Figure 1. Stochastic Gradient Descent Fluctuations in the Objective Function as Gradient Steps (Source: Wikipedia)

Mini-batch Gradient Descent

Mini-batch Gradient Descent performs an update for every mini-batch of $latex n$ observations as follows:

$latex \theta = \theta – \eta \cdot \nabla_\theta J(\theta; x^{(i:i+n)}; y^{(i:i+n)})$

At each step, Mini-batch Gradient Descent computes the gradients on random sets of $latex n$ observations called mini-batches instead of computing the gradients based on all observations or based on just one observation. This approach reduces the variance of the parameter updates and can get a performance boost in a distributed computing environment. The common mini-batch sizes range between $latex 50$ and $latex 256$, but can vary for different applications.

AdaGrad

AdaGrad adapts the learning rate $latex \eta$ to the parameters $latex \theta$ by performing larger updates for infrequent parameters and smaller updates for frequent parameters. This ensures that this approach works well with sparse data such as knowledge graphs. Knowledge graphs are very sparse when it comes to connections between entities. AdaGrad updates every parameter $latex \theta_i$ at every time step $latex t$ as follows:

$latex \theta_{t+1,i} = \theta_{t,i} – \eta \cdot \nabla_\theta J(\theta_i)$

and then, this approach modifies the learning rate $latex \eta$ at each time step $latex t$ based on the past gradient as follows:

$latex \theta_{t+1,i} = \theta_{t,i} \;\; – \;\; \frac{\eta}{\sqrt{G_{t,i} + \epsilon}} \cdot \nabla_{\theta} J(\theta_i)$

where $latex G_t \in \mathbb{R}^{d \times d}$ is a diagonal matrix, and $latex G_{t,i}$ is the $latex i$-th diagonal element, which is the sum of squares of the gradients with regards to $latex \theta_i$ up to the time step $latex t$. $latex \epsilon$ is a smoothing term to avoid division by zero.

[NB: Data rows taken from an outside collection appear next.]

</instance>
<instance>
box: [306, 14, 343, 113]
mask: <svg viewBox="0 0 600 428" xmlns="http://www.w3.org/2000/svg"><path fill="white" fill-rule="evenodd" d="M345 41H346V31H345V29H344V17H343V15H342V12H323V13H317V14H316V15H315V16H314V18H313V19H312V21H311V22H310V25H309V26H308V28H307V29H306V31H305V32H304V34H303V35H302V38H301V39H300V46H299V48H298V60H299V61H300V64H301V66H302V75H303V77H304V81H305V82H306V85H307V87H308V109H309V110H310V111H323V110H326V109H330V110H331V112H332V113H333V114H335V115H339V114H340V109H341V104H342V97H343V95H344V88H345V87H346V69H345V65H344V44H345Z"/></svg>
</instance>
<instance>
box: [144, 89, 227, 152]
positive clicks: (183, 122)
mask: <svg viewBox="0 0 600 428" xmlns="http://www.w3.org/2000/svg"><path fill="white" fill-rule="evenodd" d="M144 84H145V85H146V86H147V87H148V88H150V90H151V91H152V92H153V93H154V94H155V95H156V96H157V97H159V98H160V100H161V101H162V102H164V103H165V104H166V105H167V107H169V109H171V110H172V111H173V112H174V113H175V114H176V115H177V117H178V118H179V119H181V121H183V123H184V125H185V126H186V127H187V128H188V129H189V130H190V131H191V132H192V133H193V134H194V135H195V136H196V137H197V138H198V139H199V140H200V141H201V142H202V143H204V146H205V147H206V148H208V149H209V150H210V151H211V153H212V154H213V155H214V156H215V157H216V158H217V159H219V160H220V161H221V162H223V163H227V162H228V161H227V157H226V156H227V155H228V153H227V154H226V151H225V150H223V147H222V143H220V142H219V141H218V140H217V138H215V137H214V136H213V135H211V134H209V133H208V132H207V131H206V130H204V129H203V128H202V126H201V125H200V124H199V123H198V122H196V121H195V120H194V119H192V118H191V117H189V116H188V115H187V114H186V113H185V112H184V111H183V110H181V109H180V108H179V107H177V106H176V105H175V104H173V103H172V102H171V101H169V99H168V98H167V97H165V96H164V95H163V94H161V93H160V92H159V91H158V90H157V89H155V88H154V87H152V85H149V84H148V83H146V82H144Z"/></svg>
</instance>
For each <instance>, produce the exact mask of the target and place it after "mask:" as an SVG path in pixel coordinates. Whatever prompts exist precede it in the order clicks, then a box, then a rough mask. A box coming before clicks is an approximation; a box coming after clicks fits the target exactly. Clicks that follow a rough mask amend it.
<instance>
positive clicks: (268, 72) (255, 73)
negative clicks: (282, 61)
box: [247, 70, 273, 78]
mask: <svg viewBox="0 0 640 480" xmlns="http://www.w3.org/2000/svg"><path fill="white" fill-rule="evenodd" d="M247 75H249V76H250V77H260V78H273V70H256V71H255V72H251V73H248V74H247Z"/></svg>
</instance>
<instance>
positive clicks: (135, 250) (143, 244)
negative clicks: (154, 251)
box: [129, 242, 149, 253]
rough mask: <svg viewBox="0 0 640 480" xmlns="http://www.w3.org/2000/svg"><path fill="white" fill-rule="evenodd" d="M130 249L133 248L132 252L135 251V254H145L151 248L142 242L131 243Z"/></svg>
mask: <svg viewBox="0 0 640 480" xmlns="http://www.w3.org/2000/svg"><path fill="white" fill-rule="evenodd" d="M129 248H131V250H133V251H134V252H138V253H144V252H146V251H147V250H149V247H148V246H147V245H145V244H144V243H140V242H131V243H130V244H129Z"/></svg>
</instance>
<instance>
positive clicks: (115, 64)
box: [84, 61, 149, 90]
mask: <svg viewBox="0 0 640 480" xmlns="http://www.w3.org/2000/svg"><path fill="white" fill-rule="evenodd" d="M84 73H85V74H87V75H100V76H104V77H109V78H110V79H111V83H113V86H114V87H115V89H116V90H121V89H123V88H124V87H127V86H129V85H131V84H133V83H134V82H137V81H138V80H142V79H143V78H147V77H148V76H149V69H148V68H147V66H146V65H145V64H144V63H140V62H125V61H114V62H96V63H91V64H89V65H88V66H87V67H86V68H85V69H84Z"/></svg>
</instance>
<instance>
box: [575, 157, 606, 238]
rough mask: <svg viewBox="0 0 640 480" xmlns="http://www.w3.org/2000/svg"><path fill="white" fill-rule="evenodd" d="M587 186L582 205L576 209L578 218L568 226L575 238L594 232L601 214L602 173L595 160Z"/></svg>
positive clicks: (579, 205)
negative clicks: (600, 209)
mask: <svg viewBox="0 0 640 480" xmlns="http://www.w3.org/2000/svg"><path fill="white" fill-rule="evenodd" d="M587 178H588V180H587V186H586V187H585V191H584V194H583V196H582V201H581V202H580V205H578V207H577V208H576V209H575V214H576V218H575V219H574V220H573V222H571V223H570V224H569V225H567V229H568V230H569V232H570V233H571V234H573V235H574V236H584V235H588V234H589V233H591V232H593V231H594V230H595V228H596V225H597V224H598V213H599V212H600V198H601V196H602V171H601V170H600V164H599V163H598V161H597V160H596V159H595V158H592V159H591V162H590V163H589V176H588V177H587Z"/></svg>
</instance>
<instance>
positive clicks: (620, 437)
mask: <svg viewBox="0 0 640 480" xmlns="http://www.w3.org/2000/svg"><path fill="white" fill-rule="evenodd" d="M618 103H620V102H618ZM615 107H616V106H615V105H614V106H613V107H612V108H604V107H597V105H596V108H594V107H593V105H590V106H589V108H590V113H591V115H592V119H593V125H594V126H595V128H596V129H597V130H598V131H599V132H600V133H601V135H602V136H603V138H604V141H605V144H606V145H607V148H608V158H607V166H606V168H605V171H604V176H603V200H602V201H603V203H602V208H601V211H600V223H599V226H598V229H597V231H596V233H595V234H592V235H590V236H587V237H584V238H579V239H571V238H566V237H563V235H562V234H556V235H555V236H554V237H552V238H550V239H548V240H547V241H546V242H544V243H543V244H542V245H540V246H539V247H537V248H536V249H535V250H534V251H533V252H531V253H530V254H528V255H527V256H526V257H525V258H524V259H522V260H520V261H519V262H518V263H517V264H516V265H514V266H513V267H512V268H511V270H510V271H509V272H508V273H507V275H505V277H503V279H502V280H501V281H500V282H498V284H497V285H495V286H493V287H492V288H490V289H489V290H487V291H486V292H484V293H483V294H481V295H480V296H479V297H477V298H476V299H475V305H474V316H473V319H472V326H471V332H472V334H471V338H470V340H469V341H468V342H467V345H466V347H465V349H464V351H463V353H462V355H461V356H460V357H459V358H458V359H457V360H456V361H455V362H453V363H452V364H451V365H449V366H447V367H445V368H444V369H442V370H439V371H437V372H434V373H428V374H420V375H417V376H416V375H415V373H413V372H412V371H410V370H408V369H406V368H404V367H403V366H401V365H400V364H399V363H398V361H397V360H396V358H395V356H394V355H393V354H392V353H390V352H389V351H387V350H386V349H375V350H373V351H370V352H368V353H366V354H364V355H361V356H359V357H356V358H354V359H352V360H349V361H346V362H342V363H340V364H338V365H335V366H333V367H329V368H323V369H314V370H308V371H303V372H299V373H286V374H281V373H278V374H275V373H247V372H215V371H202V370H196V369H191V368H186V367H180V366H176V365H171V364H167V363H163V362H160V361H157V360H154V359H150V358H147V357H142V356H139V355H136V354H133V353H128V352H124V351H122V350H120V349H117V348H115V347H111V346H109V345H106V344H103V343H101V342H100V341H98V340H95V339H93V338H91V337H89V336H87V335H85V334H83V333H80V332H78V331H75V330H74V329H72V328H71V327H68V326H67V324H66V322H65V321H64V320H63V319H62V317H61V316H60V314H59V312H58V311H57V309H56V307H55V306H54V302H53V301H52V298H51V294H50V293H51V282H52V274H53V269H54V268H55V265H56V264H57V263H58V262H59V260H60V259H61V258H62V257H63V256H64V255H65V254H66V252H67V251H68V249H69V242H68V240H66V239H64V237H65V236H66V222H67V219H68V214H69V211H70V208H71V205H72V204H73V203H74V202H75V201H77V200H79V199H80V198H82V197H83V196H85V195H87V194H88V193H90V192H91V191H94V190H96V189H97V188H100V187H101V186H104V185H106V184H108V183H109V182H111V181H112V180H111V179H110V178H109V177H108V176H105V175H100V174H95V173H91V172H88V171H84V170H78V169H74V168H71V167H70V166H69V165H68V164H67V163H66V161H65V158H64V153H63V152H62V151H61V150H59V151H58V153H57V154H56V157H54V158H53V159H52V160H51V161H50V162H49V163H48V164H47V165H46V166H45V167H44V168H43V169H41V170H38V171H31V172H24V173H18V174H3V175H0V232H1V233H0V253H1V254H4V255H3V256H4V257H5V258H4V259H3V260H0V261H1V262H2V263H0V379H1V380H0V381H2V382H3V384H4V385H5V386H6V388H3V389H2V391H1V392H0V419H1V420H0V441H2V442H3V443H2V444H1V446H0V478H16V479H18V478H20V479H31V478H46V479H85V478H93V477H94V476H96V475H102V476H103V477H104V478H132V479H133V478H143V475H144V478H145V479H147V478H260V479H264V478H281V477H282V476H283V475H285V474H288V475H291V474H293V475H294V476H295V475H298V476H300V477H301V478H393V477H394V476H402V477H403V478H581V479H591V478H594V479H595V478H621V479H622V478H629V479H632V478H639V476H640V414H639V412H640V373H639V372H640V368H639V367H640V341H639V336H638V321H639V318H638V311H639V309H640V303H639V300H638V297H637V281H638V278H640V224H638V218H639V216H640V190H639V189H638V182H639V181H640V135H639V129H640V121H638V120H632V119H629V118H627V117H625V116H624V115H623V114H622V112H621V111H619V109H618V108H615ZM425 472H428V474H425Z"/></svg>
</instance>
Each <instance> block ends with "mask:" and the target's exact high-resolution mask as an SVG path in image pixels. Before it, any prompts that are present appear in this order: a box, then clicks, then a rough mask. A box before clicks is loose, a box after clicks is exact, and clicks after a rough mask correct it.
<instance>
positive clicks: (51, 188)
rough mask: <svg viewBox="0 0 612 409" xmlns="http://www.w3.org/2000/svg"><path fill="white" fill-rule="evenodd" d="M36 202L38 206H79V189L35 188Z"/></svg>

Now we can vectorize the update for all parameters $latex \theta$ by using an element-wise multiplication $latex \odot$ as follows:

$latex \theta_{t+1} = \theta_{t} \;\; – \;\; \frac{\eta}{\sqrt{G_{t} + \epsilon}} \odot \nabla_{\theta} J(\theta)$

The main benefit of AdaGrad is that we do not need to manually tune the learning rate. However, there are also disadvantages. One of them is the accumulated sum in $latex G_t$ keeps growing during training. It makes the learning rate to shrink to a very small value.

AdaDelta

AdaDelta is an extended version of AdaGrad. It reduces the AdaGrad’s weakness with regards to decreasing learning rate. This algorithm employs a window of accumulated past gradients, while AdaGrad accumulates all past squared gradients.